カギは「12」と「7.5」

だが、象徴的に重要なだけではない。12は約数が多く、比の構成にとりわけ都合がいい。アルシナの研究を手引きに、サグラダ・ファミリアを数学的に探訪してみよう。

基本となる尺度は、12という数字と7.5メートルのモジュールだ。教会内部は奥行き90メートル(7.5×12)で、幅60メートル(7.5×8)。5列ある身廊の全幅は45メートル(7.5×6)に設定されている。

天井高は、最も高い後陣部分が75メートル(7.5×10)で、身廊と直角に交わる翼廊が60メートル(7.5×8)。中央身廊は45メートル(7.5×6)、側廊は30メートル(7.5×4)、聖歌隊席が15メートル(7.5×2)だ。

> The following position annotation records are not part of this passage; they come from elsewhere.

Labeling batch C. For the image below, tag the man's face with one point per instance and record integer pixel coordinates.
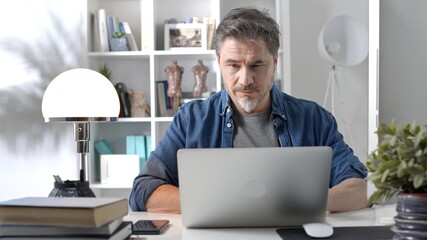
(247, 68)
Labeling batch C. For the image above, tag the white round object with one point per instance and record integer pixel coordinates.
(343, 41)
(80, 93)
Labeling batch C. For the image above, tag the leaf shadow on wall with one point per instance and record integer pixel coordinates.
(23, 129)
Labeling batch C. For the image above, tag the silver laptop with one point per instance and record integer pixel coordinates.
(253, 187)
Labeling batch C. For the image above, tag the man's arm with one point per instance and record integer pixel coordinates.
(349, 195)
(165, 199)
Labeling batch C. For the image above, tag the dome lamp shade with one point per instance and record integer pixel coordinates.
(80, 95)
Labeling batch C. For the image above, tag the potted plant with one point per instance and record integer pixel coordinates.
(399, 167)
(118, 42)
(399, 164)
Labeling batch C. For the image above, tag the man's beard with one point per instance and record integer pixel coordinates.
(248, 104)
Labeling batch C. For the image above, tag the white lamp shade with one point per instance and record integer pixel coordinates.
(80, 95)
(343, 41)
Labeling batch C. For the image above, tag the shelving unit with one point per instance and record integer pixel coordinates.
(140, 70)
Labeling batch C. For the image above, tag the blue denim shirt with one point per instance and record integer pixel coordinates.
(208, 124)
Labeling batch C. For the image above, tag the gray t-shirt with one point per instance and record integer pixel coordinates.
(254, 130)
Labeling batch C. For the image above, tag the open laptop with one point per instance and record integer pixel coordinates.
(253, 187)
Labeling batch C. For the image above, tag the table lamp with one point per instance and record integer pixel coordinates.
(79, 96)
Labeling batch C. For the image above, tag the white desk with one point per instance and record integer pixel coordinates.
(375, 216)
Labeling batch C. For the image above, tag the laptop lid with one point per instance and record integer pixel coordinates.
(253, 187)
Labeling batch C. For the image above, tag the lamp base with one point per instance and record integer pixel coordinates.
(71, 189)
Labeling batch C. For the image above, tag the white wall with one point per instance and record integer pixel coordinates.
(37, 42)
(403, 64)
(45, 38)
(308, 71)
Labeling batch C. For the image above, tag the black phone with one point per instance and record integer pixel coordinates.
(151, 227)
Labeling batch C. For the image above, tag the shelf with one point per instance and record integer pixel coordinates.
(121, 55)
(140, 70)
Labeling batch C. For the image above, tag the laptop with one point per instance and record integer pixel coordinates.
(253, 187)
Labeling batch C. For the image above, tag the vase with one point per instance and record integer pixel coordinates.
(411, 219)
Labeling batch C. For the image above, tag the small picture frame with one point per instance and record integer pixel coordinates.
(185, 36)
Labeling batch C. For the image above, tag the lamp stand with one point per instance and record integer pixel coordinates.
(77, 188)
(82, 137)
(331, 89)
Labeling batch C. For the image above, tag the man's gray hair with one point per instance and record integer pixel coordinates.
(249, 23)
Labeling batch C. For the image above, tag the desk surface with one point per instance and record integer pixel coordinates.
(375, 216)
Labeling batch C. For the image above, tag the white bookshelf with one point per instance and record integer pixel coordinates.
(140, 70)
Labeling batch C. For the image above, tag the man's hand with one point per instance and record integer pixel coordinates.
(349, 195)
(165, 199)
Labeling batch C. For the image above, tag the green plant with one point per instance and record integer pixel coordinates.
(118, 35)
(399, 164)
(105, 70)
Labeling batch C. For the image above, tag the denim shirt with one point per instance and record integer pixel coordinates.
(208, 124)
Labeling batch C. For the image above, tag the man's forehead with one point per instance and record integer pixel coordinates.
(242, 48)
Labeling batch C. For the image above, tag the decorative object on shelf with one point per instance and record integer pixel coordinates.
(210, 26)
(174, 76)
(118, 42)
(81, 96)
(137, 103)
(399, 167)
(200, 72)
(185, 36)
(125, 107)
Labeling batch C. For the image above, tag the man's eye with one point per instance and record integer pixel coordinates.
(256, 66)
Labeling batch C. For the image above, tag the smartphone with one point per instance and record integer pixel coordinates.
(151, 227)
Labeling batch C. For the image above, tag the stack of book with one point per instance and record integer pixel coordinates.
(64, 218)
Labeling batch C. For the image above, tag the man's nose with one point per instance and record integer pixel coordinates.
(245, 77)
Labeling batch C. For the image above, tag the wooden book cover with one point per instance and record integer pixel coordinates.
(49, 230)
(62, 211)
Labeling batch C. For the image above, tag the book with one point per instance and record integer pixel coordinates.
(147, 146)
(122, 232)
(102, 31)
(130, 144)
(131, 39)
(49, 230)
(63, 211)
(140, 149)
(125, 107)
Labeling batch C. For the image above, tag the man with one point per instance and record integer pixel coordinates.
(249, 112)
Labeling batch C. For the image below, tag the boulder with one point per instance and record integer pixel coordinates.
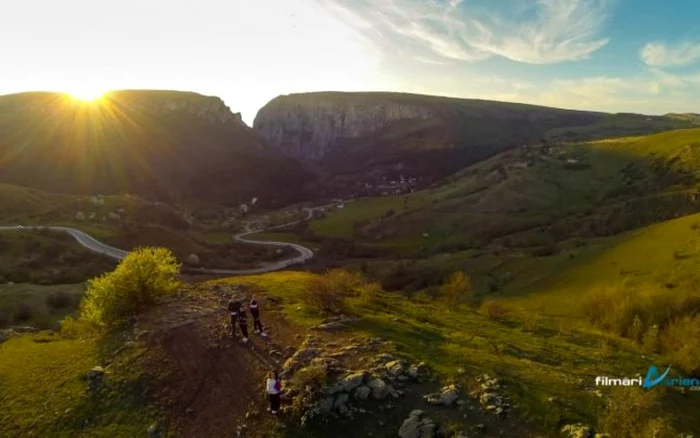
(415, 426)
(336, 325)
(447, 396)
(395, 367)
(352, 381)
(362, 392)
(410, 428)
(379, 388)
(577, 431)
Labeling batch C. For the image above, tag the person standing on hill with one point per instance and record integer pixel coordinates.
(273, 388)
(243, 324)
(255, 311)
(233, 308)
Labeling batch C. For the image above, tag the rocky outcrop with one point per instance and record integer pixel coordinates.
(307, 126)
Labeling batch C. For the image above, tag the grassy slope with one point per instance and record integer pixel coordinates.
(497, 197)
(553, 359)
(34, 297)
(42, 389)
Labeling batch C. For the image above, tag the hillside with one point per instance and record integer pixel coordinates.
(367, 138)
(162, 144)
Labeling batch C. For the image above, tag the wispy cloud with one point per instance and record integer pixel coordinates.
(659, 54)
(540, 32)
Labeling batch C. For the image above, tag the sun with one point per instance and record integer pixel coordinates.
(87, 94)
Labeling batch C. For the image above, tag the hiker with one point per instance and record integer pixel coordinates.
(255, 311)
(273, 389)
(243, 324)
(233, 308)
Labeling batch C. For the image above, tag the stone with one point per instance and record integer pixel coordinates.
(326, 404)
(447, 396)
(395, 367)
(153, 430)
(410, 428)
(336, 325)
(577, 431)
(352, 381)
(362, 392)
(379, 388)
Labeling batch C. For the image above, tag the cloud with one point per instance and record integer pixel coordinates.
(658, 54)
(539, 32)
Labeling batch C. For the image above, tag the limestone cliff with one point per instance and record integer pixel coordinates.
(307, 126)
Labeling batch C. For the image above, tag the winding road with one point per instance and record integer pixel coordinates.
(95, 245)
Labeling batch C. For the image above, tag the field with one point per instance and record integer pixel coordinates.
(43, 388)
(38, 306)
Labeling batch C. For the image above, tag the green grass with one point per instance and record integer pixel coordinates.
(42, 311)
(555, 359)
(43, 390)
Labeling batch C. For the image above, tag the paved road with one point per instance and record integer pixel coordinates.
(95, 245)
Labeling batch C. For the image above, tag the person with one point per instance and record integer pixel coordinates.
(273, 389)
(233, 308)
(255, 311)
(243, 324)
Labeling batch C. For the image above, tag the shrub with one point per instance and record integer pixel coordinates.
(326, 293)
(496, 309)
(59, 300)
(369, 293)
(143, 276)
(635, 413)
(457, 289)
(681, 341)
(628, 311)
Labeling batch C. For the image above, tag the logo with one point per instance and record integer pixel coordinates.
(652, 379)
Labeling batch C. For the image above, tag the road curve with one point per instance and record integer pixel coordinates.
(95, 245)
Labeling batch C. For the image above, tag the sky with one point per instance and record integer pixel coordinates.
(610, 55)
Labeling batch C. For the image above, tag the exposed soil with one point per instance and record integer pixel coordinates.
(210, 382)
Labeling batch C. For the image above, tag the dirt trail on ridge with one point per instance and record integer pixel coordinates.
(210, 382)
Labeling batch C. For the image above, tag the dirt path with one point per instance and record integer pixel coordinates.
(212, 382)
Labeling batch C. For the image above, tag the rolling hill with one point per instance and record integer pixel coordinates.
(163, 144)
(369, 137)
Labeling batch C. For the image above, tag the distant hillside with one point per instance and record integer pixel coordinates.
(164, 144)
(367, 136)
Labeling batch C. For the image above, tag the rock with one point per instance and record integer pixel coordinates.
(337, 325)
(447, 396)
(577, 431)
(95, 377)
(352, 381)
(379, 388)
(326, 405)
(417, 427)
(341, 404)
(395, 367)
(362, 392)
(153, 430)
(410, 428)
(385, 357)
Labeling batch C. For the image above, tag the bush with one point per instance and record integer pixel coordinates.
(635, 413)
(628, 311)
(496, 309)
(681, 341)
(326, 293)
(142, 277)
(369, 293)
(457, 289)
(22, 313)
(59, 300)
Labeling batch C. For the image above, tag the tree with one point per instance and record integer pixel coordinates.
(457, 289)
(144, 275)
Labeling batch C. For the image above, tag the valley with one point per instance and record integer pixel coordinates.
(538, 246)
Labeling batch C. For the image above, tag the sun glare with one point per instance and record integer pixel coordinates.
(87, 95)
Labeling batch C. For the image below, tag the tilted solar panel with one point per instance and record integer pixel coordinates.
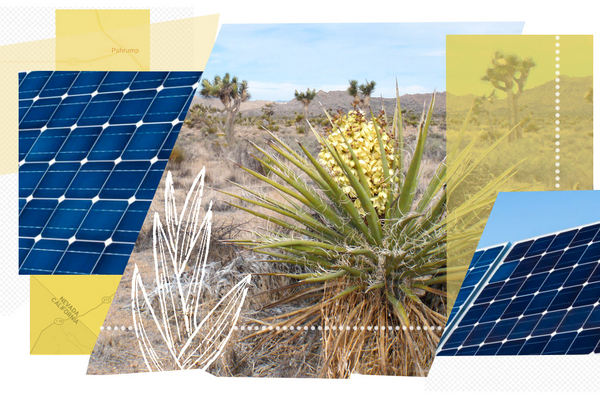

この教会で最も高いのは中央にある主塔「イエスの塔」だ。172.5メートル(7.5×23)に達し、バルセロナの名所ムンジュイックの丘の標高に迫る。4本腕の立体的な十字架を冠した同塔を囲む福音書記者4人の塔は、高さ135メートル(7.5×18)だ。

その横にある「聖母マリアの塔」は高さ138メートルで、教会で2番目に高い。最上部の巨大な星形の飾りは直径7.5メートル。正12面体に12個の5角錐を取り付けた構造で12個の頂点を持つ。日中は自然光を反射し、夜間にはライトアップで輝くさまは極めて美しい。

サグラダ・ファミリアでは多面体構造も目立つ。玄関口である「栄光のファサード」の4つの塔(未完成)は頂部が正12面体、「生誕のファサード」の4つの塔は切頂8面体、「受難のファサード」の4つの塔は切頂立方体だ。

これら12の塔のうち、福音書記者にささげた塔の最上部は正20面体で、「イエスの塔」の十字架を照らし出す投光器が組み込まれている。星形多面体も各所に配置され、特に「生誕のファサード」で多用されている。